Monday, November 06, 2006

Gandhi-ism Vs Gandhigiri

One of the debates that the latest Munnabhai flick (Lage Raho Munnabhai) has started off is this debate of Gandhi-ism Vs Gandhigiri. Basically, what is means is that the people who favour Gandhi-ism believe that Munnabhai has sort of cheapened and commercialised Gandhi's teachings in the form of Gandhigiri. And those in favour of Gandhigiri, defend themselves saying that Gandhigiri is not about commercialism but making Gandhi accessible to the masses by simplifying his ideals.

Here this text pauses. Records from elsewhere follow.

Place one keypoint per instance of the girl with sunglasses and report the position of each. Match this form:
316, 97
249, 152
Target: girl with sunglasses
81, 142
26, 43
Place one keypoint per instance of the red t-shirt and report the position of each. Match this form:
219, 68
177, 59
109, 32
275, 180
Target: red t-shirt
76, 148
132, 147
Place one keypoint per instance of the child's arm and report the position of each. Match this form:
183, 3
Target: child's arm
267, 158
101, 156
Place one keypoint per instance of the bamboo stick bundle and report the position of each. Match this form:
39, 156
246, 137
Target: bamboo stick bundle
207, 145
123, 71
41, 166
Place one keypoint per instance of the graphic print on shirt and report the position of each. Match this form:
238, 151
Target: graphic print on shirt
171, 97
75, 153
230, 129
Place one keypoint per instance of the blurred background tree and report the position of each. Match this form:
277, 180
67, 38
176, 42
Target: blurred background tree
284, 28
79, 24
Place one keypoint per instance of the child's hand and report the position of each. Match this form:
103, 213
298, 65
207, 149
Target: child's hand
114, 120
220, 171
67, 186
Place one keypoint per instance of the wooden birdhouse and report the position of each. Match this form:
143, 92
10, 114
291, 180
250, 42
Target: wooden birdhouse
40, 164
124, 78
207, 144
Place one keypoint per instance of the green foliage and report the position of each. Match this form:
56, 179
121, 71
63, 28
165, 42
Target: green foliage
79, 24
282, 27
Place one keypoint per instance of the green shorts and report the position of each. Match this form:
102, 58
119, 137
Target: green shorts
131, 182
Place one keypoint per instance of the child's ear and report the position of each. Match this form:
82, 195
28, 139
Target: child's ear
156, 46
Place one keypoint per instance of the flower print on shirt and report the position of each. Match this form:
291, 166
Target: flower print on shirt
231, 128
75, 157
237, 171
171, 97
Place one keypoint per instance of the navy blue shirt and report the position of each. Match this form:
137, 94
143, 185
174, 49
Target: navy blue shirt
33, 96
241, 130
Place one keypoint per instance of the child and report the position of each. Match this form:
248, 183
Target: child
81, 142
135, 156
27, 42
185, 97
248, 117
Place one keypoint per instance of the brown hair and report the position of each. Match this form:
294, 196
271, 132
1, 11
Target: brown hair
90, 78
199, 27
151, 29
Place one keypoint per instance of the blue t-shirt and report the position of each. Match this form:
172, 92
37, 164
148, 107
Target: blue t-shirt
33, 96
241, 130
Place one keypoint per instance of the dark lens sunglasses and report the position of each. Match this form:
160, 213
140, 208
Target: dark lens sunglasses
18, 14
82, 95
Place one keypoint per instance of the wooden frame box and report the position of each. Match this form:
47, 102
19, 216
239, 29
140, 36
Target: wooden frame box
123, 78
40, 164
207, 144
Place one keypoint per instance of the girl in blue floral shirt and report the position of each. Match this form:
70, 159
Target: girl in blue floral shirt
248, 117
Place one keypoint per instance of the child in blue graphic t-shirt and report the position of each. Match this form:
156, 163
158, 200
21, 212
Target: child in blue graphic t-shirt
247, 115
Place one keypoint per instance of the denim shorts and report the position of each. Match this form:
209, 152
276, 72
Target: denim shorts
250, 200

Personally, I have no opinions on either Gandhi-ism or Gandhigiri. I believe that Gandhi is one of the most relevant leaders of our times - simply from the perspective that he believed in bringing out the best in most people. War, anger, terrorism on the other hand bring out the worst in most people and the best in a few. And to add to that he was in favour of widespread wealth creation - hence his strong views on agriculture, small industries etc. That is also the better form of socialism.

Actually, I think he was not against the hierarchy of wealth - i.e there is a chain, where a few people are fabulously rich, a larger number is well-off, the next rung of larger numbers is a comfortable middle class and then there is the working class which, while not comfortable or well off, is not dying of poverty either. I am basing this on the fact that he was on excellent terms with most industrialists, who were in fact in the legion of the fabulously wealthy.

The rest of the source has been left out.